Народничество Глеба Успенского, его переход от отрицания к утверждению, следует, таким образом, объяснять, прежде всего, из особенностей душевного мира автора ‘Власти земли’, из его настроений… Утопия ‘Власти земли’ — это не плод теоретизирующей мысли, не итог ‘реакционных’ убеждений, а лишь один из этапов, на которых успокаивалась измученная душа великого ‘скитальца’, великого искателя ‘гармонически-цельного бытия’…
Правда, Глеб Успенский совершенно отрицательно относился к капиталистическому прогрессу. У него был план написать ряд очерков, которые должны были доказать неосновательность идеи о ‘превосходнейших временах, до которых должна дожить фабрика’.
Подобно ‘Власти земли’, — писал он В. М. Соболевскому122, — то есть условий трудовой народной жизни, ее зла и благообразия, мне теперь хочется до страсти писать ряд очерков ‘Власть капитала’… Если ‘Власть капитала’ — название неподходящее, то я назову очерк ‘Влияния капитала’. Влияния эти определенны, неотразимы, ощущаются в жизни неминуемыми явлениями. Теперь эти явления изображают цифрами, — у меня же будут цифры и дроби превращены в людей… Уверен, что ужас от этих явлений будет понятен читателям, когда статистические дроби придут к ним в виде людей…*
* ‘Русское Богатство’, март, стр. 45.
В своих произведениях он очень часто и подолгу останавливает свое внимание на фигуре народившегося в пореформенную эпоху русского капиталиста и на выяснении влияния капитала на разные стороны общественной и народной жизни.
Он наблюдал первые ранние шаги капиталистического развития. Он видел перед собой лишь хищника-буржуя. Подобно большинству своих современников, он, кроме хищнических сторон в капитализме, не видел ничего. Он считает русский капитализм чем-то беспочвенным и наносным. Он не верил, чтобы, по мере того как будет организовываться правильно фабричная промышленность, в общественной и народной жизни произойдут глубокие изменения, откроются новые горизонты.
Обрисованный Глебом Успенским буржуй — есть, в сущности, разновидность тех эксплуататоров-хищников, которых было немало в ‘растеряевском’ царстве. Только образ, виденный Глебом Успенским в молодости, принял более грандиозные размеры.
И перед новым царством, царством буржуев и чумазых, Глеб Успенский остановился в недоумении. И как некогда в дни молодости, собираясь в ‘дальнюю дорогу’, он не нес с собой запаса оптимистических настроений, так теперь, в конце ‘дальней дороги’, он не знал ни добрых чувств, ни светлой радостной веры в прогресс и свои силы. Никакого органического развития. Жизнь — игралище слепых стихий, опять бесцельность, бесцельная жестокость, опять служение чужой ‘воле’ и чему-то безличному, неведомому, какому-то ‘неизвестному’ делу — вот что вида! он в новом ‘растеряевском’ царстве.

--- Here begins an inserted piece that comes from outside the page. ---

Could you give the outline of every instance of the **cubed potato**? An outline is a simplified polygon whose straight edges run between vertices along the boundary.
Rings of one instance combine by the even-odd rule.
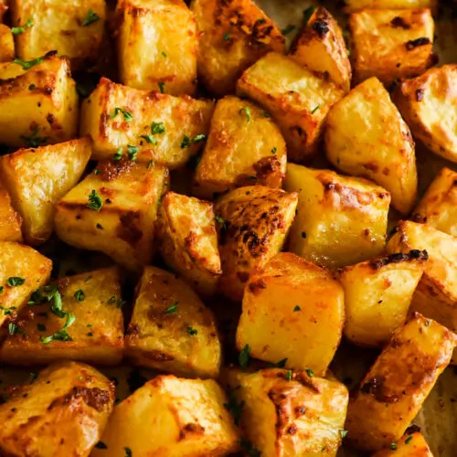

И он, великий страдалец, лишь надеялся, что, может быть, новая ‘растеряевщина’ исчезнет так же случайно и неожиданно, как, по его мнению, ‘неожиданно для себя она родилась на свет’…
Слишком рано похитивший его с арены литературной деятельности недуг не позволил ему дождаться исчезновения, точнее — перерождения ‘растеряевского’ царства. И, думается нам, он, в своих тревожных поисках истины не раз разбивавший свои прежние кумиры, когда его прямолинейность того требовала, — он. с большей чуткостью и прозорливостью отнесся бы к новым веяниям, чем другие из ‘народников’.